The Wider Belgian Context
Belgium punches well above its geographic weight in European fine dining, a fact that tends to surprise visitors more accustomed to France or Italy setting the regional reference points. Venues like Le Bernardin in New York City and Atomix in New York City demonstrate that French and Korean-inflected precision can sustain a global critical conversation; Belgium's contribution to that conversation runs through product quality, technique, and a density of serious kitchens that is disproportionate to its size. What distinguishes the rural Walloon end of that spectrum from its urban counterparts is not ambition but axis: the leading village tables are organised around the agricultural calendar rather than the hospitality calendar, and they attract a clientele that has made peace with that.
La table de Jeanne operates in that tradition, a Hainaut address working the logic of proximity and agricultural honesty that has come to define the more interesting end of Belgian regional cooking.
Comparable Spots, Quickly
Comparable venues nearby, for context on price, style, and recognition.

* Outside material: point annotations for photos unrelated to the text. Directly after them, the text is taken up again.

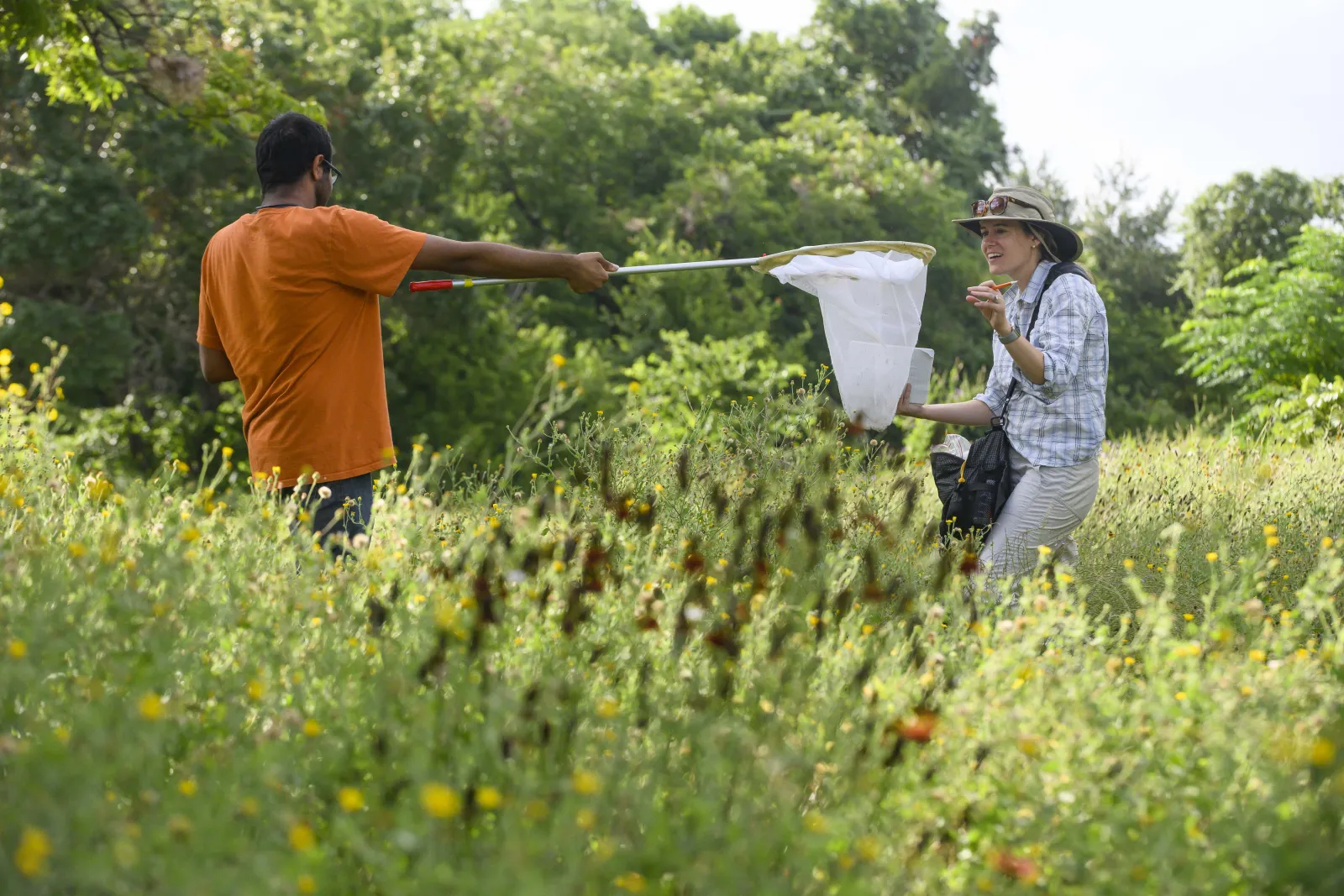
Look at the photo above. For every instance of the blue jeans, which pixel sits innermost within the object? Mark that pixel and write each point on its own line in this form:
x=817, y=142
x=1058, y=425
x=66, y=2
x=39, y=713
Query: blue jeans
x=354, y=495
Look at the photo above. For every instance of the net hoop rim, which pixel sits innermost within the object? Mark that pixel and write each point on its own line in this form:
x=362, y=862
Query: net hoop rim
x=922, y=251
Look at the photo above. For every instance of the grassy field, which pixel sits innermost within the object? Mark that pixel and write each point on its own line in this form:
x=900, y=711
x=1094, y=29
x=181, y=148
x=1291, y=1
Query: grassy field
x=737, y=668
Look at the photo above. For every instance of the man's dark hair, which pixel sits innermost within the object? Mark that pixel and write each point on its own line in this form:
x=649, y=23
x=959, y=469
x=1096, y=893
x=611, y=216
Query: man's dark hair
x=288, y=147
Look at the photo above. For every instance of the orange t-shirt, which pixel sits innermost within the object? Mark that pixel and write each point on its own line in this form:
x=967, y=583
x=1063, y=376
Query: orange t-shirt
x=291, y=296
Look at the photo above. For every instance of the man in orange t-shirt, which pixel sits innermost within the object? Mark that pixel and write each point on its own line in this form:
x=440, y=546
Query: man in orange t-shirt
x=289, y=309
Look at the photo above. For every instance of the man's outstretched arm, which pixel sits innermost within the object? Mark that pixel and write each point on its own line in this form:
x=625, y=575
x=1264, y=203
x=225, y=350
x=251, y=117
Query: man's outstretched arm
x=584, y=271
x=215, y=365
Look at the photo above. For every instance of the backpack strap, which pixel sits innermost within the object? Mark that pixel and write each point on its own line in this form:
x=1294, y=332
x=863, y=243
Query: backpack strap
x=1055, y=273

| Venue | Cuisine | Price | Awards | Notes |
|---|---|---|---|---|
| La table de JeanneThis venue — the venue you are viewing | Refined French Terroir | $$ | , | |
| L'Esprit Village | French Farm-to-Table Bistro | $$ | , | Thoricourt |
| Oscar | French-Belgian Brasserie with Thai Accents | $$ | , | Grand-Place |
| Table 22 | Modern French Brasserie | $$ | , | Welle |
| Brasserie de l'Expo | Classic French-Belgian Brasserie | $$ | , | Heysel |
| L'Envers | French-Belgian Brasserie | $$ | , | city centre |
At a Glance
- Cozy
- Elegant
- Intimate
- Rustic
- Date Night
- Special Occasion
- Family
- Open Kitchen
- Extensive Wine List
- Local Sourcing
Cozy and refined atmosphere with warm welcoming service, quiet yet convivial setting ideal for savoring seasonal dishes.